New camera technology could revolutionize the recycling of plastic materials
A Danish three-leaf clover develops super-high-resolution hyperspectral cameras that determine our plastic waste's chemical composition and various additives. The technology will have a massive impact on future plastic recycling.
Today, plastic is difficult to recycle because plastic waste is a mishmash of many different polymer types with different chemical compositions, as well as fillers such as, e.g. dyes, flame retardants and other additives that give a plastic product its specific properties.
With 7.9 million DKK in funding from the Innovation Fund's Grand Solutions program (total budget of DKK 11.3 million), Aarhus University (AU), University of Southern Denmark (SDU) and the company Newtec Engineering A/S have started a project to develop a unique camera technology that can make it easier to recycle plastic materials.
The goal is to create a high-resolution hyperspectral camera with a spectral range from about 400 nm to 1,900 nm with a desired resolution of only 2 nm.
"It is a very ambitious goal for this technology, and it places strict demands on the optical components of the camera technology. At the same time, as a unique high resolution, we are working to optimize the camera optics for light spectra that are central to the plastic analysis. We solve this part in collaboration with leading experts in optics at the University of Southern Denmark and Newtec, which is unique in camera development," says associate professor Mogens Hinge from Aarhus University's Department of Bio- and Chemical Technology.

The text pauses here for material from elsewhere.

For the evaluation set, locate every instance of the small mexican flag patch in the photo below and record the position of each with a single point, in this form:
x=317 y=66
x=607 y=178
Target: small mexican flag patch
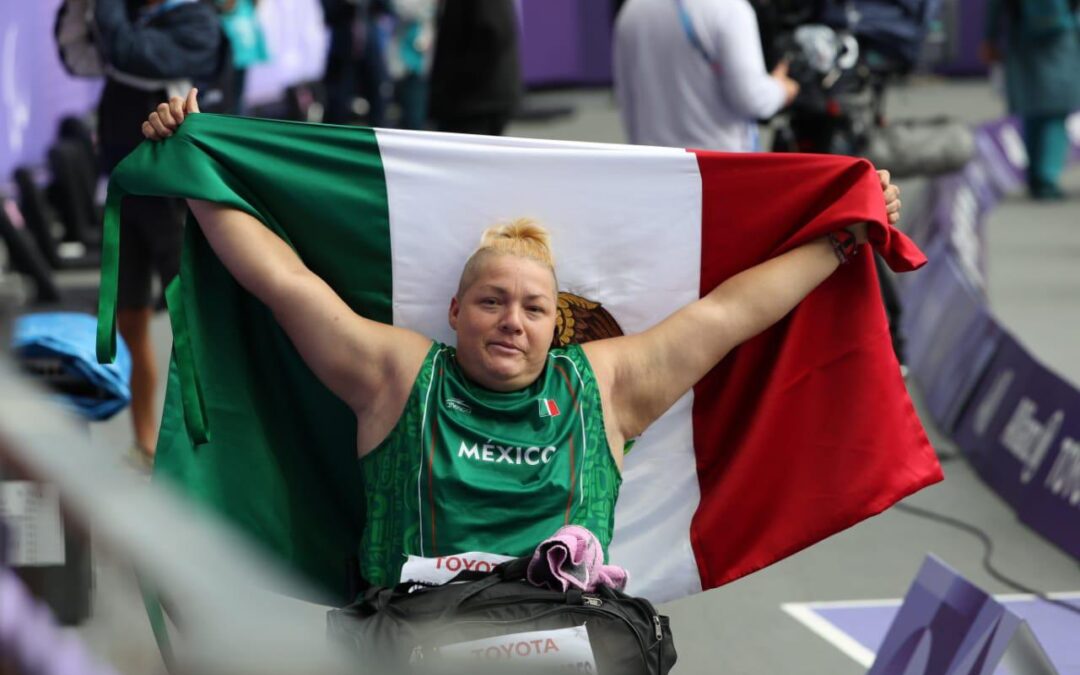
x=549 y=407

Associate Professor René Lynge Eriksen from SDU NanoSyd is at the forefront of the optics development in the super-high-resolution hyperspectral camera, which will be used to detect the chemical composition of plastic waste.

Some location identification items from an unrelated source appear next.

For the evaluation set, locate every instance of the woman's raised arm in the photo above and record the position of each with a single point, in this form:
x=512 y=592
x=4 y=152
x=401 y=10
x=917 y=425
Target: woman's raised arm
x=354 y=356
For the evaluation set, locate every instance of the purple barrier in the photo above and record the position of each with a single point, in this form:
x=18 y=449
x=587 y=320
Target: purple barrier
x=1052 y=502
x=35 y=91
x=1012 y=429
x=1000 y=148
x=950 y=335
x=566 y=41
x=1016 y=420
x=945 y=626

"We have to work with optics and sensors that cover a large spectral range, both visible and infrared light - which to that extent, excitingly, challenges traditional design and the composition of optical components," says René Lynge Eriksen.

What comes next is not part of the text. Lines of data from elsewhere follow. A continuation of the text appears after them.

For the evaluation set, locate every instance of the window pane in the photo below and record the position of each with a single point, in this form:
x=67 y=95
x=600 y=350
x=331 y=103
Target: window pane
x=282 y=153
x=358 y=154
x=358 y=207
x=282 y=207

Mogens Hinge and the research group Plastics and Polymer Engineering, which leads the project, have previously proven that hyperspectral camera technology can revolutionize the recycling of plastics. And the higher the resolution and the more comprehensive the spectral range the hyperspectral camera has, the better.
The goal of the new project, which goes by the name New Hyperspectral Camera Technology for material identification, NewHC, is a spectral resolution and range that is so high that the camera can reveal, for example, unwanted fire retardants and pigments in the plastic that may be prohibited or harmful, so that they can be removed before reuse.
"We must sort plastic into as pure fractions as possible to increase the degree of recycling. Today, purities of at least 95 per cent are required in the plastic bits, preferably higher. And it is precisely fast and efficient plastic recognition that we aim to automate with this technology. In this way, we can push the boundaries for future recycling of plastic waste so that the need to make new plastic is reduced," says Bjarke Jørgensen, Head of Research & Development at Newtec Engineering A/S.
The new camera technology is being developed by the research group Plastics and Polymer Engineering (AU), NanoSyd (SDU), which is internationally recognized for research in optics, and Newtec Engineering A/S, which is a market-leading machine manufacturer specializing in advanced camera technology. And when the technology is developed, it is installed in specially designed waste sorting facilities in collaboration with Newtec Engineering A/S.
The project has a total budget of DKK 11.3 million. DKK and runs over three years. The Innovation Fund's investment is DKK 7.9 million. DKK THE FACTS A study published in Science Advances in 2017 shows that only 9% of the total 8.3 billion tonnes of plastic waste produced since the 1950s has been recycled.
Twelve per cent has been converted into energy via combustion, while almost 80 per cent are located in landfills or the wild. In Denmark, 31 per cent of the plastic that has been used for packaging is recycled. If you look at industrial packaging separately, recycling is 64 per cent, while plastic packaging from households is 15 per cent.
In 2015, Danes sorted 38,000 tonnes of packaging plastic from their waste. Danish homes accounted for 18,000 tonnes of plastic packaging, the service sector for 10,000 tonnes, and industry for 8,000 tonnes. The last 2,000 tonnes came, among other things, from agriculture.
Source: Danish Environmental Protection Agency, PlasticsEurope Hyperspectral imaging is an advanced camera technique where you record images with many more specific colour channels than a regular RGB camera with only 3 (red, green and blue).